Elly smiled shyly, "That was all before I became a werewolf. The whole…mate thing…is kinda exclusive to werewolves so when I became one…my feelings for my mate were…are…everything…all consuming. So, when I…re-met my mate…I knew we would end up together…I felt it the second I set eyes on…no matter what…despite me fearing I might end up needing to wait years and years…and struggling to deal with the idea of maybe not been able to be with my mate. But, now…I'm hoping…the all-consuming feelings…means my mate and I can finally be together…because there truly isn't anything in the world that can stop us."

Chloe thought for a moment, trying to take in each of Elly's words, then leaning forwards gently, "It is me…right?"

Elly struggled not to giggle at Chloe's simple question, having expected much more of a concern from the blonde that she was putting too much pressure on her that they needed to be together, "Yes, Chloe. You're my mate, I knew from the moment I met you back on Ramsay Street when I returned to Erinsborough. This bond between us…it's more than…what we'd feel for each other if I wasn't a werewolf. You feel it too, right?"

"Yeah, I do," Chloe confirmed.

"And you're not…scared or pressured by knowing…been my mate means we need to be together?" Elly wondered.

"A little bit," Chloe admitted, "More so because I've just come out of a relationship where Pierce's feelings for me were all-consuming…and I couldn't bear it…it was too much for me to deal with."

"I understand," Elly whispered sadly.

Chloe leant her hand up to sweep Elly's hair from her face, "I didn't mean that I don't want to be with you, I do. I want this. I want us to start being a family with Aster. I know our feelings for one another are…strong…guess I'm just afraid of the obsessive nature that Pierce had over me."

"I can safely say what we feel for each other is not obsessive and it never will be. We love each other, Chlo, and we need to be together, no matter what," Elly explained, "That's what us being mates means.

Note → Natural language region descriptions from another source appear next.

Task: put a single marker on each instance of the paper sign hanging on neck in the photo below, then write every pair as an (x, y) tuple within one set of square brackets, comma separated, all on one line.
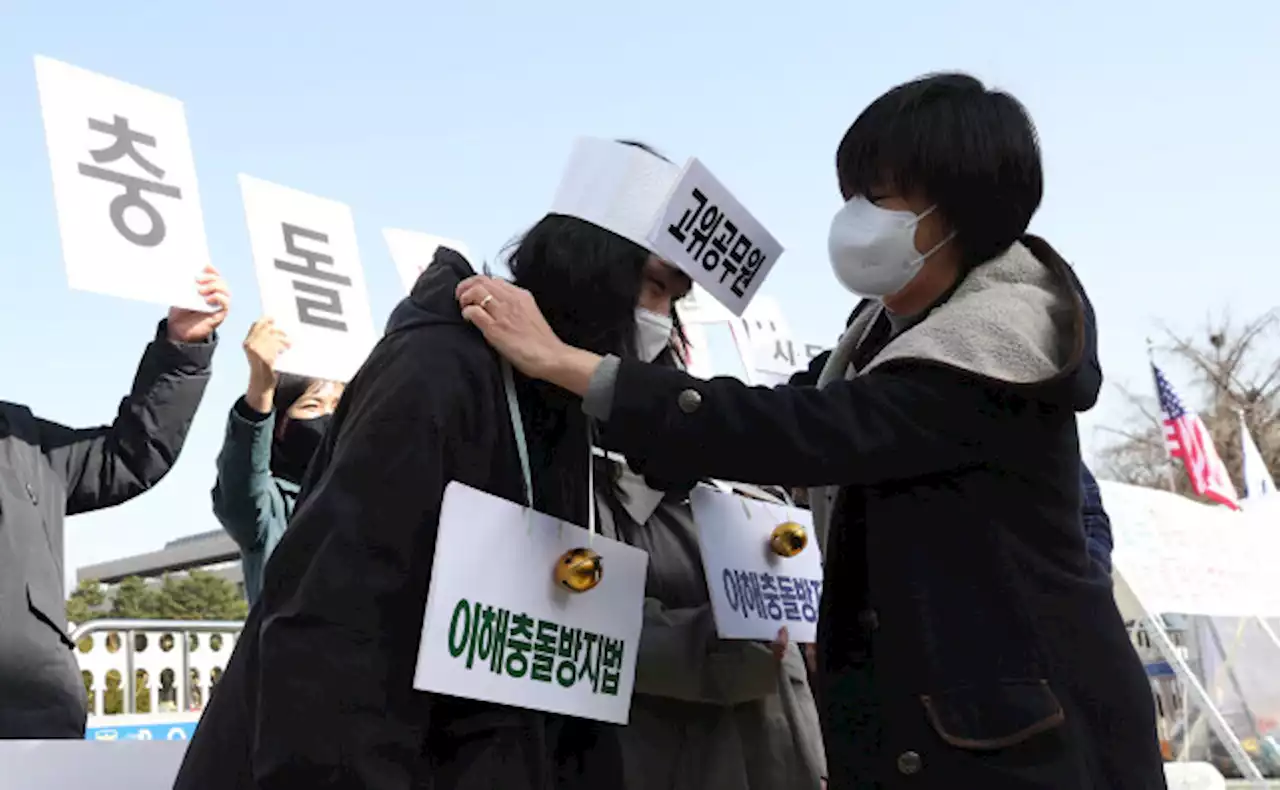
[(414, 252), (310, 278), (497, 628), (684, 215)]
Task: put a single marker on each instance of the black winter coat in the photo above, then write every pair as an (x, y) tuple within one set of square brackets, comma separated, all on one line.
[(49, 471), (967, 639), (319, 692)]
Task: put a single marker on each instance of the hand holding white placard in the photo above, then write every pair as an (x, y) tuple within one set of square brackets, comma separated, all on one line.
[(754, 590), (498, 629), (124, 182), (414, 252), (310, 278)]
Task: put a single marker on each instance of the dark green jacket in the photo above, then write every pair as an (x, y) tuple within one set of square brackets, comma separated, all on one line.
[(252, 505)]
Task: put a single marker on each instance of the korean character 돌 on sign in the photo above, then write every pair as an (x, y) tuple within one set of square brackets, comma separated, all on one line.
[(519, 643), (789, 598), (316, 302), (568, 649), (611, 654), (126, 144), (464, 629), (544, 651)]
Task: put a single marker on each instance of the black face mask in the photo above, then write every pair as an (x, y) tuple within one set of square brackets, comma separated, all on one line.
[(292, 452)]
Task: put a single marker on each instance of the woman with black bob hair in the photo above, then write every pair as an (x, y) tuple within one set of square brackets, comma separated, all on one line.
[(319, 693), (964, 640)]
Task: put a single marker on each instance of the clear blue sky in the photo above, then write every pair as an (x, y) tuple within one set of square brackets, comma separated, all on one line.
[(1157, 122)]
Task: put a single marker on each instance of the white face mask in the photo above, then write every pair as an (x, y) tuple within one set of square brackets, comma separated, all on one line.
[(653, 333), (873, 250)]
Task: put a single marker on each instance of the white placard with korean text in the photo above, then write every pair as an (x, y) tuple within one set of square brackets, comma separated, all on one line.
[(1180, 556), (414, 252), (707, 233), (754, 592), (499, 629), (124, 183), (310, 277)]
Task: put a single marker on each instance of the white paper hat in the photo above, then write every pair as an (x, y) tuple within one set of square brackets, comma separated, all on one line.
[(615, 186)]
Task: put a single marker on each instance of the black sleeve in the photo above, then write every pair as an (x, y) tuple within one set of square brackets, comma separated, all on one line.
[(336, 704), (108, 465), (809, 377), (890, 424)]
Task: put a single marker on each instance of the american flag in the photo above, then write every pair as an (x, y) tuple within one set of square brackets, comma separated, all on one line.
[(1188, 439)]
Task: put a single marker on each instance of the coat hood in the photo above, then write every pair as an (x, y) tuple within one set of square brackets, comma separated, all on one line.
[(433, 298)]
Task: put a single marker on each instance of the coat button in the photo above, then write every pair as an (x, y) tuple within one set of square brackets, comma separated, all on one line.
[(909, 763), (868, 619), (689, 401)]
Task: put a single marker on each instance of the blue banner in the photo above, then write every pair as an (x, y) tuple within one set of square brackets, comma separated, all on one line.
[(158, 731)]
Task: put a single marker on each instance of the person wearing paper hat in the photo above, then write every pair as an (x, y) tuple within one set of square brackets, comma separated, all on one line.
[(49, 471), (965, 636), (319, 692), (273, 430)]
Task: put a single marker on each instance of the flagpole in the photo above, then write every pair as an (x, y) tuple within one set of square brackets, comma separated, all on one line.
[(1170, 476)]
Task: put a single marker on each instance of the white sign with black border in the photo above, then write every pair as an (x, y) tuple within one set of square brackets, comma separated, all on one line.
[(310, 277), (124, 183)]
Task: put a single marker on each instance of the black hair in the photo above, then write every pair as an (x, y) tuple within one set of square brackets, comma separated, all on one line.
[(970, 150), (586, 282)]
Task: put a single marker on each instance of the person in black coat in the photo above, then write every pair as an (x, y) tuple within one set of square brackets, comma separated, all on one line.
[(965, 638), (319, 692), (49, 471)]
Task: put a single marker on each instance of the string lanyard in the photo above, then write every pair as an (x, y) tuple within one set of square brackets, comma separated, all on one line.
[(517, 424)]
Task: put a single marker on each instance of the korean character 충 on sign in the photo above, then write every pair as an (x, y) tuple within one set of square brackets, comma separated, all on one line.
[(544, 651), (789, 598), (315, 301), (570, 647), (465, 642), (590, 666), (769, 597), (809, 592), (127, 142), (611, 656), (519, 643), (754, 260)]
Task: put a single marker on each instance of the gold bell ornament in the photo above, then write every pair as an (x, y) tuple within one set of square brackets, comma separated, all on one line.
[(579, 570), (789, 539)]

Nothing can stop us from spending our lives together…not even if you had have been carrying Pierce's baby…we would've found a way. Are you okay with all this? Knowing that we're meant to be together because this bond between us is…kinda supernatural…like me?"

"To be honest, I guess it explains…a lot about my feelings for you…that there's a reason why they are so strong…despite trying to fight it. It's weird knowing there's a supernatural side to it…though I am pregnant with your baby…so I am…fine with this whole…mate thing," Chloe decided, before hesitating, "There is just...one thing I need to be clear on about us being together…and being a family with our kids…"

Elly struggled not to worry about what Chloe needed to know, sensing it could be the difference between them starting their lives together and delaying it, "What do you need to know?"

Chloe bit her lip before asking, "For us to…be together as a couple…do I need to become a werewolf?"